Siegmar Pohl ist Partner bei der Kanzlei Kilpatrick Townsend in San Francisco. Der auf das transatlantische Geschäft spezialisierte Rechtsanwalt berät regelmäßig Unternehmen aus Sektoren wie Climate-Tech, Clean-Tech und erneuerbare Energien, wobei insbesondere auch Fragen zum IRA im Mittelpunkt stehen.
Der IRA hat viele klimafreundliche Investitionen angestoßen. Auf was müssen sich Unternehmen jetzt gefasst machen?

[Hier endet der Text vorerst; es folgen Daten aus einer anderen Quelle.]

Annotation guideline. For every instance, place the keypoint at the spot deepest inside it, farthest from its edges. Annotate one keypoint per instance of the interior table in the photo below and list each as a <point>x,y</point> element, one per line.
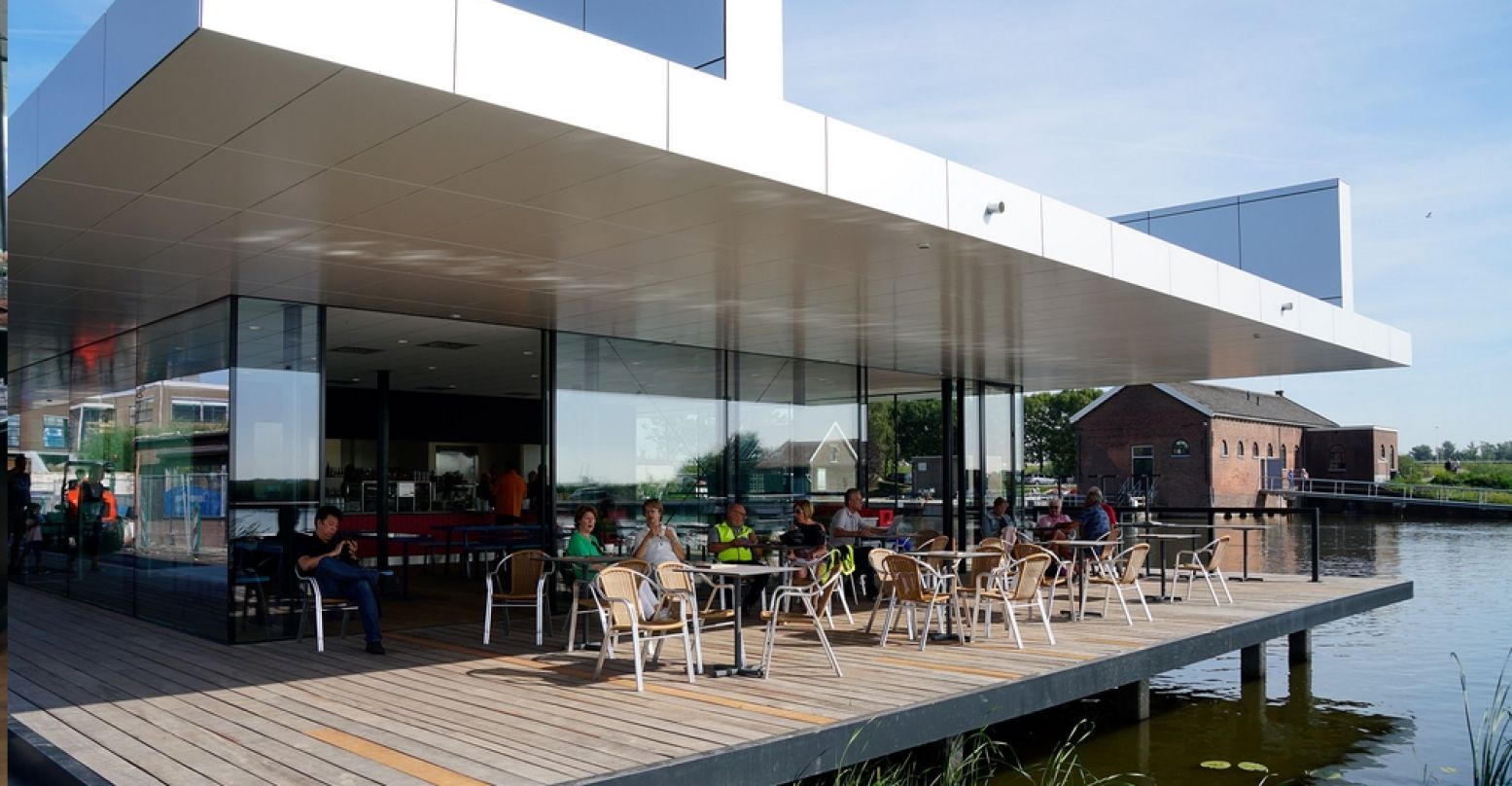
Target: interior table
<point>738,573</point>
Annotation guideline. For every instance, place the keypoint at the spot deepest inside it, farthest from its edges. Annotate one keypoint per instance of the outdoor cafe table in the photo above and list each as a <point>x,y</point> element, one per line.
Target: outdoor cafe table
<point>1084,549</point>
<point>954,558</point>
<point>577,591</point>
<point>1162,538</point>
<point>740,668</point>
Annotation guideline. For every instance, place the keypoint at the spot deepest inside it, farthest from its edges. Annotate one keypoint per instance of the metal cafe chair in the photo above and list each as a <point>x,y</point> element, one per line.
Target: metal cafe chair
<point>1204,562</point>
<point>526,589</point>
<point>312,599</point>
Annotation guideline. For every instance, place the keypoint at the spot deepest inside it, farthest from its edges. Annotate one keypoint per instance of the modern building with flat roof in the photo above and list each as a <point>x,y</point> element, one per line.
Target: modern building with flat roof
<point>380,248</point>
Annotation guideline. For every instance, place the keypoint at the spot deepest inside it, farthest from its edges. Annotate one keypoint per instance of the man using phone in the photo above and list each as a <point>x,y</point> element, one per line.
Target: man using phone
<point>332,559</point>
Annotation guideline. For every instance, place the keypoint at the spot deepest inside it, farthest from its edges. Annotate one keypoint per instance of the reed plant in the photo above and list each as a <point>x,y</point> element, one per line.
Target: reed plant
<point>1490,741</point>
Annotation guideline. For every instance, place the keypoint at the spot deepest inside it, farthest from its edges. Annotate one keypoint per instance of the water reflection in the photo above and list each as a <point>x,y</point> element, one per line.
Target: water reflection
<point>1381,703</point>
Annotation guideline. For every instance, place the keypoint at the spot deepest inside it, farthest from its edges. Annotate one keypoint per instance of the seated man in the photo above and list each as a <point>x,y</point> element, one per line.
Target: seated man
<point>999,521</point>
<point>732,543</point>
<point>846,523</point>
<point>332,561</point>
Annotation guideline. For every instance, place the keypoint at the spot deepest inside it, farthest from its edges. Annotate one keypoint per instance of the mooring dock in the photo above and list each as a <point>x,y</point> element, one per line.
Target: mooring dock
<point>106,698</point>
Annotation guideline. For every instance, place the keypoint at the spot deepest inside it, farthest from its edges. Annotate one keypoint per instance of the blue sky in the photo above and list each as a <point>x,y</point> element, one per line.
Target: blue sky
<point>1125,106</point>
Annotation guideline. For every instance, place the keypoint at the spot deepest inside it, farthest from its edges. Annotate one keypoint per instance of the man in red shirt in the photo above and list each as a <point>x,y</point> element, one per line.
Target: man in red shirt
<point>509,493</point>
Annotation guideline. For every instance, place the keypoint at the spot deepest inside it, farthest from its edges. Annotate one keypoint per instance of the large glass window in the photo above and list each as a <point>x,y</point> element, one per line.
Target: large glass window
<point>637,420</point>
<point>688,32</point>
<point>798,434</point>
<point>179,534</point>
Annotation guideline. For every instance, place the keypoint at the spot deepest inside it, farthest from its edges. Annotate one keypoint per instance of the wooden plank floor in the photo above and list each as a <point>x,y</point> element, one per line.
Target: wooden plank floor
<point>139,703</point>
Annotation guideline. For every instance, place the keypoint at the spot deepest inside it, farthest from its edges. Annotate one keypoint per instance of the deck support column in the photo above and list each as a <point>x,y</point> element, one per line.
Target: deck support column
<point>1299,647</point>
<point>1252,662</point>
<point>1131,701</point>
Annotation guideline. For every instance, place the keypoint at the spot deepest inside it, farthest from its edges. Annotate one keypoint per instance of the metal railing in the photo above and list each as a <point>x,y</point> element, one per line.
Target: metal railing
<point>1391,491</point>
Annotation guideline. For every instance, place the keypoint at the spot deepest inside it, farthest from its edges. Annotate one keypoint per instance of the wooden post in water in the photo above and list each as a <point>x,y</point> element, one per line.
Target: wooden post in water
<point>1131,701</point>
<point>1252,662</point>
<point>1299,647</point>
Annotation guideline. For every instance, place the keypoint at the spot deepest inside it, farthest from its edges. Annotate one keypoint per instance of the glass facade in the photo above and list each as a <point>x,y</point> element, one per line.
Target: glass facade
<point>686,32</point>
<point>176,461</point>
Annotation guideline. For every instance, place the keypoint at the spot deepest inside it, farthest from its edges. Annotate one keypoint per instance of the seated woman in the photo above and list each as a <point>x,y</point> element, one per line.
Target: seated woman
<point>580,543</point>
<point>658,543</point>
<point>808,535</point>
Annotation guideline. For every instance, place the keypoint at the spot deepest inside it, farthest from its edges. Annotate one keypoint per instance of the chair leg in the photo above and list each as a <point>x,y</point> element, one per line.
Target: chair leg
<point>929,617</point>
<point>827,649</point>
<point>635,654</point>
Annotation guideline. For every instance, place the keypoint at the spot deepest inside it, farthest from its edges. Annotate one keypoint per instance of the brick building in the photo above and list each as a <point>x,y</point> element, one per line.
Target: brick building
<point>1206,445</point>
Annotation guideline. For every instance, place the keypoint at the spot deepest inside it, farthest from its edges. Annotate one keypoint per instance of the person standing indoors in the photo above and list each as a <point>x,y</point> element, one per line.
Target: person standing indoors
<point>732,543</point>
<point>509,494</point>
<point>332,561</point>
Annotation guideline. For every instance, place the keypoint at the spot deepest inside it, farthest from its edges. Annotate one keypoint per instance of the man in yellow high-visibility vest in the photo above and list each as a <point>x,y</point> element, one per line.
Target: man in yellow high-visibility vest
<point>732,543</point>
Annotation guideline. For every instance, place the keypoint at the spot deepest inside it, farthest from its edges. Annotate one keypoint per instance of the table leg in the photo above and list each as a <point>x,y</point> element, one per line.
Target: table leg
<point>1247,576</point>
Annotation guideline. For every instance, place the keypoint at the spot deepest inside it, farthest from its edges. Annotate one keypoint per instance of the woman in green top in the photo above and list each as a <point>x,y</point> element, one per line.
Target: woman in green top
<point>580,542</point>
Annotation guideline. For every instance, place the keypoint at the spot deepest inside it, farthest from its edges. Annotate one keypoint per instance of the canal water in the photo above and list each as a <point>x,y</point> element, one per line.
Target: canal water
<point>1381,701</point>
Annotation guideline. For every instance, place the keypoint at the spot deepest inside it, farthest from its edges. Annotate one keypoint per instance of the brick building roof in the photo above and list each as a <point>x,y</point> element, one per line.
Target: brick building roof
<point>1215,401</point>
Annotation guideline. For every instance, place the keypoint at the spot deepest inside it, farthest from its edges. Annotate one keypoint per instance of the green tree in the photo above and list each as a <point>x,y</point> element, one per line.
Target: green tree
<point>1048,434</point>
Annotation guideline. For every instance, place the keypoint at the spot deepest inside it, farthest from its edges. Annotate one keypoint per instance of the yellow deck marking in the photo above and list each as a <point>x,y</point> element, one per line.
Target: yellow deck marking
<point>394,759</point>
<point>587,673</point>
<point>954,670</point>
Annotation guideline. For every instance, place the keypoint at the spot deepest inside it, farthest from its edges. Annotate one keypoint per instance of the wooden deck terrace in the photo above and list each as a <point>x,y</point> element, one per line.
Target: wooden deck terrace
<point>114,700</point>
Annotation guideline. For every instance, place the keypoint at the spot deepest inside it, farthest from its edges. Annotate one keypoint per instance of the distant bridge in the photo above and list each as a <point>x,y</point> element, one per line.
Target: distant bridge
<point>1444,496</point>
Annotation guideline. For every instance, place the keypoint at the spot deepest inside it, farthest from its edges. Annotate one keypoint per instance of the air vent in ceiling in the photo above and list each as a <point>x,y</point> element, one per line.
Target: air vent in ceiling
<point>444,345</point>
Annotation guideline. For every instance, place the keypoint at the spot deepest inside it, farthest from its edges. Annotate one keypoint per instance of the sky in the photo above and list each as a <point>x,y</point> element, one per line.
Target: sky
<point>1117,108</point>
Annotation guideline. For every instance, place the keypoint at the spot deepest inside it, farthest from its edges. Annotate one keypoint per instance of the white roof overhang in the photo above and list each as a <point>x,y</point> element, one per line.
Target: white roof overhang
<point>474,159</point>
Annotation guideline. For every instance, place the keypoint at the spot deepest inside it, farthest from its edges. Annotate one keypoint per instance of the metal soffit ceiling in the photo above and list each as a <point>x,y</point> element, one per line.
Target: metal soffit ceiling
<point>319,183</point>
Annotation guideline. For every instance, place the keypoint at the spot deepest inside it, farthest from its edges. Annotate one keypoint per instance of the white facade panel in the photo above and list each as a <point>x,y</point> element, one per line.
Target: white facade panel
<point>138,33</point>
<point>730,127</point>
<point>394,38</point>
<point>1316,318</point>
<point>1076,237</point>
<point>1361,335</point>
<point>1400,346</point>
<point>871,169</point>
<point>1141,259</point>
<point>1239,292</point>
<point>754,47</point>
<point>21,144</point>
<point>71,97</point>
<point>1193,275</point>
<point>969,196</point>
<point>525,62</point>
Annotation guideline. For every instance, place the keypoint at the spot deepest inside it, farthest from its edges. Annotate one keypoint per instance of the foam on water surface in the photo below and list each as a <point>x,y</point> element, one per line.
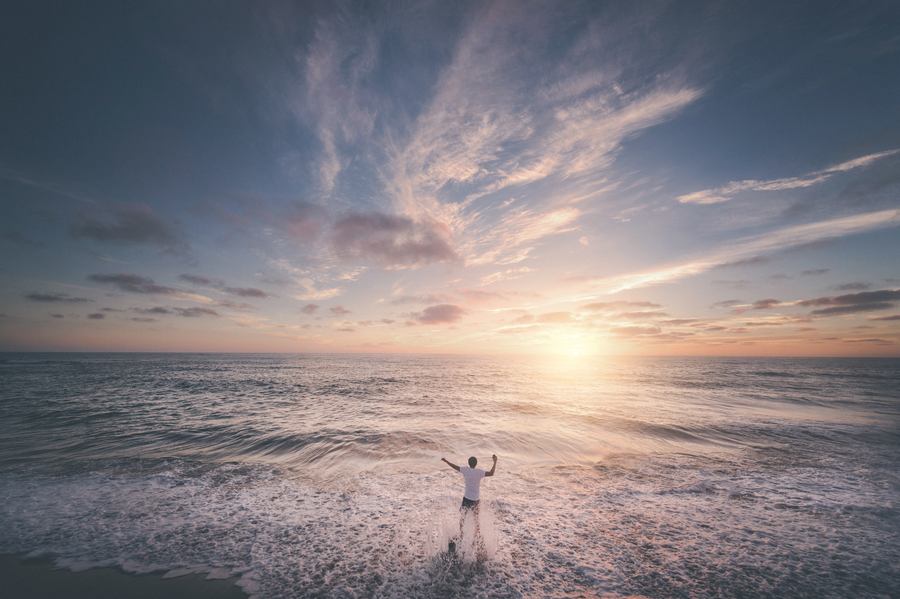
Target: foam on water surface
<point>321,478</point>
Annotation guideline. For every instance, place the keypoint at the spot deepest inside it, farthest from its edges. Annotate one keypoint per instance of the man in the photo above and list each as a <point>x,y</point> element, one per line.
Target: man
<point>472,495</point>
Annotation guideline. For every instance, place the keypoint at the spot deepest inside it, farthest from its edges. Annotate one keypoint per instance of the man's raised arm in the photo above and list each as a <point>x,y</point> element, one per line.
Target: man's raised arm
<point>494,467</point>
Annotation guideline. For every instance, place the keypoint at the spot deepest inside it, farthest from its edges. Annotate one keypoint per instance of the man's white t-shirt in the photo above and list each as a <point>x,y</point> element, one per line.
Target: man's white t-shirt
<point>473,478</point>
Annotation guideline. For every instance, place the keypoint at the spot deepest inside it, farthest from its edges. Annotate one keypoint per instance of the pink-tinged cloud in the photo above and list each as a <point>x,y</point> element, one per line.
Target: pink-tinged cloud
<point>853,303</point>
<point>391,241</point>
<point>440,314</point>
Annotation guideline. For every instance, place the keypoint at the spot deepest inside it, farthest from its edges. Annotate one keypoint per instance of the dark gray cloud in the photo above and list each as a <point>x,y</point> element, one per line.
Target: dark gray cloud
<point>60,298</point>
<point>130,223</point>
<point>154,310</point>
<point>389,240</point>
<point>133,284</point>
<point>866,301</point>
<point>736,284</point>
<point>440,314</point>
<point>201,281</point>
<point>766,304</point>
<point>222,286</point>
<point>754,261</point>
<point>17,238</point>
<point>195,312</point>
<point>728,303</point>
<point>853,287</point>
<point>852,309</point>
<point>246,292</point>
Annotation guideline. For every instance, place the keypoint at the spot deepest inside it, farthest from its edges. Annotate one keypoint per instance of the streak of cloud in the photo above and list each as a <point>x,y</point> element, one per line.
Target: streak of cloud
<point>726,192</point>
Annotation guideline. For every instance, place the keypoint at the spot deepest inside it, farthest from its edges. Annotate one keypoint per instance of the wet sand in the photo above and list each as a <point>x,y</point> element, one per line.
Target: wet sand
<point>41,579</point>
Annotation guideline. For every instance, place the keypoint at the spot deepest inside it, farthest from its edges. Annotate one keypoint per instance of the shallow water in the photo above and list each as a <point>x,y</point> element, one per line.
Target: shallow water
<point>319,475</point>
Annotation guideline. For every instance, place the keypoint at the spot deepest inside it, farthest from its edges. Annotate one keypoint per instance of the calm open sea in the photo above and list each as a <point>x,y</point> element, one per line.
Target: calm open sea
<point>319,475</point>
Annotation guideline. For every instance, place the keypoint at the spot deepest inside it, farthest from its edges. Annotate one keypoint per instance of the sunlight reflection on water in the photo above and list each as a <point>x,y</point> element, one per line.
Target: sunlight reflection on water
<point>663,477</point>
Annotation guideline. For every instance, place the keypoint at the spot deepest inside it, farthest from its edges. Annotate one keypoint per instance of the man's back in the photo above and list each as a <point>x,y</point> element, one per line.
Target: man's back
<point>473,478</point>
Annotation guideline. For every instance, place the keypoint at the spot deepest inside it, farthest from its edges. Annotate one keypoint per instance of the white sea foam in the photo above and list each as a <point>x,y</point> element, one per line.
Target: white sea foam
<point>325,479</point>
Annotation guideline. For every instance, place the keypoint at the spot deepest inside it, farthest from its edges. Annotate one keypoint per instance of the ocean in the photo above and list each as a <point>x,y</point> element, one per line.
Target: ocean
<point>320,475</point>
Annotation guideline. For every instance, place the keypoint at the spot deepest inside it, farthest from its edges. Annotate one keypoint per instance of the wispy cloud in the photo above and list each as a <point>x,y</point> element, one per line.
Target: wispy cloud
<point>440,314</point>
<point>487,130</point>
<point>853,303</point>
<point>59,298</point>
<point>130,223</point>
<point>248,292</point>
<point>726,192</point>
<point>392,241</point>
<point>773,241</point>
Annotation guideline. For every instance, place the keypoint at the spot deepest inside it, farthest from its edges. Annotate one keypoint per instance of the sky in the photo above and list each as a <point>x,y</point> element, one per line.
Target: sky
<point>562,178</point>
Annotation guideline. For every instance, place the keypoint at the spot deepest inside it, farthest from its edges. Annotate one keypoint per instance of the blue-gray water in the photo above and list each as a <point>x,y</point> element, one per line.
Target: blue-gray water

Viele Zuschussprogramme werden voraussichtlich entweder ganz zurückgenommen oder umgewidmet. Oft milliardenschwere staatliche Darlehensbürgschaften, wie sie beispielsweise das Loan Programs Office (LPO) des US-Energieministeriums (DOE) vergibt, werden wahrscheinlich umstrukturiert, dürften aber fortbestehen. Bestimmte Steuergutschriften für Investitionen in erneuerbare Energien könnten dagegen wegfallen, in der Laufzeit verkürzt oder restrukturiert werden. Insofern gibt es aktuell in der Branche viel Unsicherheit. Wir helfen deutschen Unternehmen derzeit damit, sich in Washington mit Hochdruck für den Erhalt einzelner Programme einzusetzen. Wir erwarten, dass sich die Aufregung in den nächsten Monaten legen wird. Die Budget and Tax Reconciliation Bills, welche der amerikanische Kongress im Frühjahr 2025 verabschieden will, dürften mehr Klarheit über den künftigen Rahmen der verschiedenen Förderprogramme schaffen.
Gibt es auch Teile des IRA, die relativ sicher sind?
Ja, unter anderem gilt der Teil der Section 45Q Tax Credit als vergleichsweise sicher, der Unternehmen Steuergutschriften für die Abscheidung und Nutzung von CO₂ gewährt (Carbon Capture and Usage, CCU). Die Regelung ist zu unterscheiden von der dauerhaften Speicherung von CO2 (CCS), sie wurde ursprünglich 2008 eingeführt und 2018 unter der ersten Trump-Regierung ausgeweitet. Mit dem Inflation Reduction Act von 2022 wurden die Anreize weiter erhöht – auf bis zu 60 US$ pro Tonne für die kommerzielle Nutzung von abgeschiedenem CO₂. Da diese Förderung über Parteigrenzen hinweg breite Unterstützung findet, ist eine vollständige Abschaffung eher unwahrscheinlich.